Maybe even 32GB if they use newer ICs.
More explanation (and my source of the tip): https://www.pcgamer.com/hardware/graphics-cards/shipping-document-suggests-that-a-24-gb-version-of-intels-arc-b580-graphics-card-could-be-heading-to-market-though-not-for-gaming/
Would be awesome if true, and if it’s affordable. Screw Nvidia (and, inexplicably, AMD) for their VRAM gouging.
In practice, almost no one with A770s uses ipex-llm simply because its not as vram efficient as llama.cpp, isn’t as feature rich, and the PyTorch setup is nightmarish.
Intel is indeed making many contributions to the open source LLM space, but it feels… shotgunish? Not unified at all. AMD, on the other hand, is more focused but woefully understaffed, and Nvidia is laser focused on the enterprise space.
I don’t have any personal experience with selfhosted LMMs, but I thought that ipex-llm was supposed to be a backend for llama.cpp?
https://yuwentestdocs.readthedocs.io/en/latest/doc/LLM/Quickstart/llama_cpp_quickstart.html
Do you have time to elaborate on your experience?
I see your point, they seem to be investing in every and all areas related to AI at the moment.
Personally I hope we get a third player in the dgpu segment in the form of Intel ARC and that they successfully breaks the Nvidia CUDA hegemony with their OneAPI:
https://uxlfoundation.org/
https://oneapi-spec.uxlfoundation.org/specifications/oneapi/latest/introduction
Its complicated.
So there’s Intel’s own project/library, which is the fastest way to run LLMs on their IGPs and GPUs. But also the hardest to set up, and the least feature packed.
There’s more than one Intel compatible llama.cpp ‘backend,’ including the Intel-contribed SYCL one, another PR for the AMX support on CPUs, I think another one branded as ipex-llm, and the vulkan backend that the main llama.cpp devs seem to be focusing on now. The problem is each of these backends have their own bugs, incomplete features, installation quirks, and things they don’t support, while AMD’s rocm kinda “just works” because it inherits almost everything from the CUDA backend.
It’s a hot mess.
Hardcore LLM enthusiasts largely can’t keep up, much less the average person just trying to self-host a model.

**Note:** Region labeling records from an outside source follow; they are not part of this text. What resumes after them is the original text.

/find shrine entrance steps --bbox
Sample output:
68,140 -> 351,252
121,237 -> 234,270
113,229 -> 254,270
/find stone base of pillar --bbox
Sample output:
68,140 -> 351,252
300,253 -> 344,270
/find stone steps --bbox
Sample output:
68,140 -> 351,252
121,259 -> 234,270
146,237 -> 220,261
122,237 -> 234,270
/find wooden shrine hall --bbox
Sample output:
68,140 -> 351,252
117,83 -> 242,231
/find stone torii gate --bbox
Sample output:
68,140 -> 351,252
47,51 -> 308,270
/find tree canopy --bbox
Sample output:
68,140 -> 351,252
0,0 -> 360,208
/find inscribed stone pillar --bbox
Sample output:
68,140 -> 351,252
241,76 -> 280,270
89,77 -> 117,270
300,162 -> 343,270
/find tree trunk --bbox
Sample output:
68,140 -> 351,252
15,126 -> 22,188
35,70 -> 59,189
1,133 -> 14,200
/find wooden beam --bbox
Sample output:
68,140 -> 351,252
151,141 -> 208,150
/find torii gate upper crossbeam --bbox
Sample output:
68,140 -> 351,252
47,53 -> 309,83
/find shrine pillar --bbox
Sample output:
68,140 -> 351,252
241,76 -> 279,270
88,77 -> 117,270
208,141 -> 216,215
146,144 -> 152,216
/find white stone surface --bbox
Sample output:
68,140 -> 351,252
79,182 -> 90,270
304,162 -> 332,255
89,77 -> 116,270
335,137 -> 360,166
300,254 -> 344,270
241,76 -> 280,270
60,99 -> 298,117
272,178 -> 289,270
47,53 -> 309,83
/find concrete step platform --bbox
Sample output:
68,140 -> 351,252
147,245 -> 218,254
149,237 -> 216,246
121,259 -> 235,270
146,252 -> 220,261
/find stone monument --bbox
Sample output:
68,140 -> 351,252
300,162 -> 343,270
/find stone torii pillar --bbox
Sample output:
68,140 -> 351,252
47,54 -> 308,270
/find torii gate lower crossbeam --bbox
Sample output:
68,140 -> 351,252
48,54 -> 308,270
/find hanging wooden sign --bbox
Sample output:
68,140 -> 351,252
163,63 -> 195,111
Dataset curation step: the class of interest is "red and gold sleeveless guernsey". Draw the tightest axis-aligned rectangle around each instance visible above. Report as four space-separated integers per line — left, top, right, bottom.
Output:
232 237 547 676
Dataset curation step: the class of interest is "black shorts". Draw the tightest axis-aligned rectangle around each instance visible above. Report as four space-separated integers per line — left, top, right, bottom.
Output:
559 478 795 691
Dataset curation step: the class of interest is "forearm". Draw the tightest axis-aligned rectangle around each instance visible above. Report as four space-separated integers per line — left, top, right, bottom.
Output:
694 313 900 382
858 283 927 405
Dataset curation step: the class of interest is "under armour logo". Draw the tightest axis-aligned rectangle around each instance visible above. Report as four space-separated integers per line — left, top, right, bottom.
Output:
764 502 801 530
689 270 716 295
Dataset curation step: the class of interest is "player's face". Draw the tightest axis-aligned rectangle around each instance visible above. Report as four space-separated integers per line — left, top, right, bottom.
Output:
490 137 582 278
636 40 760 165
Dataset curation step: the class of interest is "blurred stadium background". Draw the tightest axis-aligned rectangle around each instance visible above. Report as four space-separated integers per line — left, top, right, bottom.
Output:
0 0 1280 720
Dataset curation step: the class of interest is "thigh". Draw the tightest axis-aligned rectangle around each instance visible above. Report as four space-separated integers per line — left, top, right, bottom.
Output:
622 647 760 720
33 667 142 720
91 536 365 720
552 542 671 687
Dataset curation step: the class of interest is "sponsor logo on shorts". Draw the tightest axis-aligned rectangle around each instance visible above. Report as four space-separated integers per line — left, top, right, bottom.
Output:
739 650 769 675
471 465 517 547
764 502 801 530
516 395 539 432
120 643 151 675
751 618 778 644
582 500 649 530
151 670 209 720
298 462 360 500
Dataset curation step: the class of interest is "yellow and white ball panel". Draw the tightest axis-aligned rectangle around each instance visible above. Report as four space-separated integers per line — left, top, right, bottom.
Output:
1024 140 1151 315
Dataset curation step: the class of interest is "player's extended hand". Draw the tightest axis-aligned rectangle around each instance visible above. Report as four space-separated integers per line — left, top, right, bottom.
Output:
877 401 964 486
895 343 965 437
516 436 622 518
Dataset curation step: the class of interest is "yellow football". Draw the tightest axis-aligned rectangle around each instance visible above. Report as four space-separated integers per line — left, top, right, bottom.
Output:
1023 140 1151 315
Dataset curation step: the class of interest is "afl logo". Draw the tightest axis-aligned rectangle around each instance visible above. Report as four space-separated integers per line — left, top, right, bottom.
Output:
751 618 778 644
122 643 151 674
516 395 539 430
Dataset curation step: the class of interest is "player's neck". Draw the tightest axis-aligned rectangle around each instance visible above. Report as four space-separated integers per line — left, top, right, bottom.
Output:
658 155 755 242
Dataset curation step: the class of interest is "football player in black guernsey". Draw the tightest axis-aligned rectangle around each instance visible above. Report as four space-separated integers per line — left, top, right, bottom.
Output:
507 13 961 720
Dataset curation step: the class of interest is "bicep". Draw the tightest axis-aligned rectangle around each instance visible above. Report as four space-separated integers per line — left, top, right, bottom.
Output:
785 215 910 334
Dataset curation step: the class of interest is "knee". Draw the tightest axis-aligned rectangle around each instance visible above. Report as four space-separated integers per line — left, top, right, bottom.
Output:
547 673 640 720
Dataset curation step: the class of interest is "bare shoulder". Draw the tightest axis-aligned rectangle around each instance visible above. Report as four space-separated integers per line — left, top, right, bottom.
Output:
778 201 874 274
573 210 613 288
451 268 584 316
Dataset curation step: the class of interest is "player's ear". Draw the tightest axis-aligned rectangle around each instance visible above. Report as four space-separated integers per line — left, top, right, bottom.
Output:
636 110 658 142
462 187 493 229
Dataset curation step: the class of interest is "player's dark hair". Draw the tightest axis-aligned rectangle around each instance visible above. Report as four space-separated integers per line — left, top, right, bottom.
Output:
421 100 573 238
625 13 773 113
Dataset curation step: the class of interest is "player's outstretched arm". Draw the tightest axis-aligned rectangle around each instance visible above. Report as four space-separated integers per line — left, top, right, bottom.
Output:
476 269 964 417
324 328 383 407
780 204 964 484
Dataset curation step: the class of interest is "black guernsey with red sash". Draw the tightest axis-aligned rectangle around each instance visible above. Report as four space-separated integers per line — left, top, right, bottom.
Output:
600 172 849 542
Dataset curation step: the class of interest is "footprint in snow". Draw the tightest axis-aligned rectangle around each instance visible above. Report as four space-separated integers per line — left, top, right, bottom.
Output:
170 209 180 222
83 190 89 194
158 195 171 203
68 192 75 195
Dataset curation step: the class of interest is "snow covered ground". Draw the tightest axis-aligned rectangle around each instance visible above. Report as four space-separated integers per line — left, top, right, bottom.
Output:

OneAPI is basically a nothingburger so far. You can run many popular CUDA libraries on AMD through rocm, right now, but that is not the case with Intel, and no devs are interested in changing that because Intel isn’t selling any “3090 class” GPU hardware worth buying.
That do sound difficult to navigate.
With OpenAPI OneAPI being backed by so many big names, do you think they will be able to upset CUDA in the future or has Nvidia just become too entrenched?
Would a B580 24GB and B770 32GB be able to change that last sentence regarding GPU hardware worth buying?